Publishing flow
From sitemap idea to reviewed file
The publishing flow starts before a page is written.
First, decide why the page should exist. Then create or edit the markdown file. Then review the page in Page Writer. Only after that should the file move toward GitHub sync and publishing.
Page planned in sitemap
The sitemap shows where the page belongs.
The page should connect to a real need: a weak prompt, a source gap, a Search Console opportunity, a competitor gap, or a planned content group.
Markdown file created or updated
The page lives as a markdown file in the workspace.
The file can include frontmatter, content sections, internal links, and JSON-LD. It can be edited by the user or with CLEA.
Draft checked before publish
Before publishing, check the page content and the page metadata.
The page should have a clear title, useful description, correct URL, clean body, reviewed links, and safe claims.
Plan in Sitemap
Decide which markdown page should move forward.
Draft in Page Writer
Improve copy, metadata, links, and schema.
Review the file
Check claims and save the markdown.
Sync through GitHub
Move reviewed files into the connected repository.
SEO and JSON-LD review
Page Writer can add JSON-LD when it is missing.
It can also run an on-page check when the page has a live URL on the connected website.
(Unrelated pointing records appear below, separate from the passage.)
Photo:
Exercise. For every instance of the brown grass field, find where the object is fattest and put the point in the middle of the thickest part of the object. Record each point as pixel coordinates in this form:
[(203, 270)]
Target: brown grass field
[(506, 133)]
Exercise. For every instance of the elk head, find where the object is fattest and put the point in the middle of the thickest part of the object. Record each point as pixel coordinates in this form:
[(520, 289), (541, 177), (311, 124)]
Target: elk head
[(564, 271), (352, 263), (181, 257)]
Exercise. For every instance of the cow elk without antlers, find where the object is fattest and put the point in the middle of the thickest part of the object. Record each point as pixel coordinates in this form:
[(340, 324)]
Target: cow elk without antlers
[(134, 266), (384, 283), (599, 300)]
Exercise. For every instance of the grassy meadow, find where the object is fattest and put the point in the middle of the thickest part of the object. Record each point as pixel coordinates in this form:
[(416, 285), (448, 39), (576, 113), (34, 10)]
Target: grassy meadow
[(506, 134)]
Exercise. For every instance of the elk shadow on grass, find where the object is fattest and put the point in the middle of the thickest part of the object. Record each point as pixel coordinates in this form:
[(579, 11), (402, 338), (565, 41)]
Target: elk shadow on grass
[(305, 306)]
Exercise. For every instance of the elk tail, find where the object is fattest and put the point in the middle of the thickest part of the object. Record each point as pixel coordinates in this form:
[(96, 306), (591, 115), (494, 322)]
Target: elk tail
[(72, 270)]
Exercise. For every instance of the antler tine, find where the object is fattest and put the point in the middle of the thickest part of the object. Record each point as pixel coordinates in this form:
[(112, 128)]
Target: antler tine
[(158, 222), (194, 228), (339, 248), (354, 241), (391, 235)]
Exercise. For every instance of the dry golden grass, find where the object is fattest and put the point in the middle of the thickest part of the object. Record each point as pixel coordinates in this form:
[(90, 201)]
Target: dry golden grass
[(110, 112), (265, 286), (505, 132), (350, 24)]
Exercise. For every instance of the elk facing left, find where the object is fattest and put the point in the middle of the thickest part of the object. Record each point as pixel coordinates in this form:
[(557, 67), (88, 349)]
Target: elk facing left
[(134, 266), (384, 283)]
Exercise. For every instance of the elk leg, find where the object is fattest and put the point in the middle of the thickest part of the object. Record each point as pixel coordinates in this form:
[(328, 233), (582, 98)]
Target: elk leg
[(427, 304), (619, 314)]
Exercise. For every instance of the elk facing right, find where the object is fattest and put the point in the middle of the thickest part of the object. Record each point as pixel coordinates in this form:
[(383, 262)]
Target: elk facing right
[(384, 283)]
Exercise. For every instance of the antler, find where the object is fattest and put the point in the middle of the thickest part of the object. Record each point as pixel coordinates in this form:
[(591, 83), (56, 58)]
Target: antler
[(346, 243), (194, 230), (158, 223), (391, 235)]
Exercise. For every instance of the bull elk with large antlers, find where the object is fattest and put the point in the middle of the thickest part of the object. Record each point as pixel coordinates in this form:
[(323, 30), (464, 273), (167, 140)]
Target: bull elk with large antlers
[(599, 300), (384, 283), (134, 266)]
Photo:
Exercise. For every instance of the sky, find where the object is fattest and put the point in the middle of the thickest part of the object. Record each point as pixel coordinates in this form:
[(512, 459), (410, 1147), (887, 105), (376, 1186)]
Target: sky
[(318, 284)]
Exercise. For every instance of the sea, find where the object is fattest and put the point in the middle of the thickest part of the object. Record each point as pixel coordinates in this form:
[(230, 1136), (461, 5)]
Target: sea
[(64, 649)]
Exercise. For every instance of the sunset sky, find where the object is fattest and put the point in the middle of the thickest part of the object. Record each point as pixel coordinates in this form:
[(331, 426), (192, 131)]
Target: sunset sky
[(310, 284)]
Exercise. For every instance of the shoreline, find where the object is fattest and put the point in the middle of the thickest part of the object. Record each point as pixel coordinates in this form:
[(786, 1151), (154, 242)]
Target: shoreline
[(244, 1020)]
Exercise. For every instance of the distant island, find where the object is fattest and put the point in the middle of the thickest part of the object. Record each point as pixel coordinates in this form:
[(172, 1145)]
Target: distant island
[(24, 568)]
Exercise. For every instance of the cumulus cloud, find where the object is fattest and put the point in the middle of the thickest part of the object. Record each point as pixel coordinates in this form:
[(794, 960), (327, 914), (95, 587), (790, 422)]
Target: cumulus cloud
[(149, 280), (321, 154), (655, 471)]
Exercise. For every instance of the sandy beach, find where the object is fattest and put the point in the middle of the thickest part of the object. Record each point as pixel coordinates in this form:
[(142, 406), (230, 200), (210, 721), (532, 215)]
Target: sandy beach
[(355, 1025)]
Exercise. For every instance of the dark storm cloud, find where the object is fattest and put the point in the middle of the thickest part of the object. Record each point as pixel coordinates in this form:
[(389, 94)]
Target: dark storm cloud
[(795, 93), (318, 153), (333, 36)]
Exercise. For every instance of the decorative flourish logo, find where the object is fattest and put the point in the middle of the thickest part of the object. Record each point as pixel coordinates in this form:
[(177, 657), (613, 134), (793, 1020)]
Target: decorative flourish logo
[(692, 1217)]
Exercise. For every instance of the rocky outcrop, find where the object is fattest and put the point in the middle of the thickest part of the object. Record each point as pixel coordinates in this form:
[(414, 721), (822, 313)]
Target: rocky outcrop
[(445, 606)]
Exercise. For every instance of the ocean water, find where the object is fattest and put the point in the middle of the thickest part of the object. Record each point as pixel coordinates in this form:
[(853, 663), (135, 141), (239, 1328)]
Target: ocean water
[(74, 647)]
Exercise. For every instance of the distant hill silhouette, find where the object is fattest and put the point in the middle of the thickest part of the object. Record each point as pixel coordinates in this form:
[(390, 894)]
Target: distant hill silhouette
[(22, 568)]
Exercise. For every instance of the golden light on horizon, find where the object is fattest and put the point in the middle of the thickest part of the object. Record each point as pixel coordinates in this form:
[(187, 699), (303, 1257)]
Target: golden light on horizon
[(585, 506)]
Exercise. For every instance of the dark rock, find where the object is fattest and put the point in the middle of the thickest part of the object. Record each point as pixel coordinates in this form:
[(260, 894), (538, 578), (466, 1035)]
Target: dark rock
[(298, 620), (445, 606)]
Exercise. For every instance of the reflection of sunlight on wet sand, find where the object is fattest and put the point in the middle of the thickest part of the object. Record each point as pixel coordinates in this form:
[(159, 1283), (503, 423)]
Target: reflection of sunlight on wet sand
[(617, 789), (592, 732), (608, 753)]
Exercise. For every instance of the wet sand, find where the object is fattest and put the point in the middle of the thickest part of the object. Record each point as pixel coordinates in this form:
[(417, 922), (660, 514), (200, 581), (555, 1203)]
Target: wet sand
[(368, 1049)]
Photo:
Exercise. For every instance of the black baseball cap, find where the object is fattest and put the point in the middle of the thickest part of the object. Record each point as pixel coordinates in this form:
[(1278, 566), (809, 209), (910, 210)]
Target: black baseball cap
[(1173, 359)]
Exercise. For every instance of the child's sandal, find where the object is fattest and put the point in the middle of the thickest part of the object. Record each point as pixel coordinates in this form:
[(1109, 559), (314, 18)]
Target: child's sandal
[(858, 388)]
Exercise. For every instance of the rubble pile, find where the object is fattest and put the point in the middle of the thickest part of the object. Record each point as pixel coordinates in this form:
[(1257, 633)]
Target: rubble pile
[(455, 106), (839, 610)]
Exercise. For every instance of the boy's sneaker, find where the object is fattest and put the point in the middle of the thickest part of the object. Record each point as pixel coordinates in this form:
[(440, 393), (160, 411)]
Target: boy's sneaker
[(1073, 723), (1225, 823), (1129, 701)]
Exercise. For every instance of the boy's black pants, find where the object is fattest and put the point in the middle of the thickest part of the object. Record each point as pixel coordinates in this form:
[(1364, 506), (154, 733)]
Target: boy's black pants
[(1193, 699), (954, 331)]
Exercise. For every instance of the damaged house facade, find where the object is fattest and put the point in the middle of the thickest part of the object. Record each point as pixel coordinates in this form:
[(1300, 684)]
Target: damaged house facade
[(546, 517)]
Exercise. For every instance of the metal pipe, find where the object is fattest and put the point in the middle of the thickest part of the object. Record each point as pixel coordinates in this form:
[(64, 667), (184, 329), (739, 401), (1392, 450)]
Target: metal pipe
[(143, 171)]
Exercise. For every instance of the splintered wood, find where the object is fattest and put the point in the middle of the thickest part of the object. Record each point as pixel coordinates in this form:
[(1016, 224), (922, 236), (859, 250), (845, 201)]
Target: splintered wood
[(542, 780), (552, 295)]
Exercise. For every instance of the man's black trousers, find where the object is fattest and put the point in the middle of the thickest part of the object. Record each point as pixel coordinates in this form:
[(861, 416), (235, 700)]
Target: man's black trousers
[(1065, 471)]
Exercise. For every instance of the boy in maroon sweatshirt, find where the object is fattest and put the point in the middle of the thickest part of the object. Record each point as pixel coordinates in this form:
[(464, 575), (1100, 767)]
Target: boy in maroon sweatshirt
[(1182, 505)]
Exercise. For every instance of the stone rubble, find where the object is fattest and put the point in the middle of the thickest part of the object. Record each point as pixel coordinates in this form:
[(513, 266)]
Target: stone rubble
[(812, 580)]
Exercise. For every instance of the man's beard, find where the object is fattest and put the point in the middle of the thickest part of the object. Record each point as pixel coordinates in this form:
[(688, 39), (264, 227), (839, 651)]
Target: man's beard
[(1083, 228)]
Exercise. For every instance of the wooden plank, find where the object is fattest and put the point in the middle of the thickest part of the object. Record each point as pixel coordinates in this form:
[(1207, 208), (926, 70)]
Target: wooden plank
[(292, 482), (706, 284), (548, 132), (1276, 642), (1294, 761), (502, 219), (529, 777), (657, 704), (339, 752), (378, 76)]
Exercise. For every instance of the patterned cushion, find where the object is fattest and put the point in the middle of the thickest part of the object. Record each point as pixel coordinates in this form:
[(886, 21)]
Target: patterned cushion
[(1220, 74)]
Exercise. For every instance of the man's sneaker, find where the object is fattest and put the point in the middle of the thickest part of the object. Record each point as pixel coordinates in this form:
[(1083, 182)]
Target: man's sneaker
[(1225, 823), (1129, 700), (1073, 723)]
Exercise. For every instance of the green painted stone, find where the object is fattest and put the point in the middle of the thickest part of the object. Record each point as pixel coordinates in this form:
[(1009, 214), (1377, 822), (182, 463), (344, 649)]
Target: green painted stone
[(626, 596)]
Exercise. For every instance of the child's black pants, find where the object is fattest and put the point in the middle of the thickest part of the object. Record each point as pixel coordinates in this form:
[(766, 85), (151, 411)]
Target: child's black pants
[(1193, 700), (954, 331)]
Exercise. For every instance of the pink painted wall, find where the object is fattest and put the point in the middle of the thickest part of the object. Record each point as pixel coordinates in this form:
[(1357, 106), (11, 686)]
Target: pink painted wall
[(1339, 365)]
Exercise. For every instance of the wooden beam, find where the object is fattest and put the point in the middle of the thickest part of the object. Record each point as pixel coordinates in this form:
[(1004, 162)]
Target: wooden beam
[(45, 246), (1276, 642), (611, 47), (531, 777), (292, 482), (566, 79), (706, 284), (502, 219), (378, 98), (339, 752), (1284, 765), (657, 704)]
That check can show score, status code, word count, title length, description length, internal links, external links, readability, and issues.
Human approval before GitHub publish
Human review is required before publishing.
CLEA can draft and improve the file. The user should approve the claims, links, and final page purpose.
Post-publish visibility check
After publishing, schedule a follow-up.
Check whether related prompts change, whether sources read the page, whether Search Console sees the URL, and whether the page needs another improvement pass.
Review this page before publishing. Check title, description, URL, internal links, claims, JSON-LD, and whether the page answers the buyer question.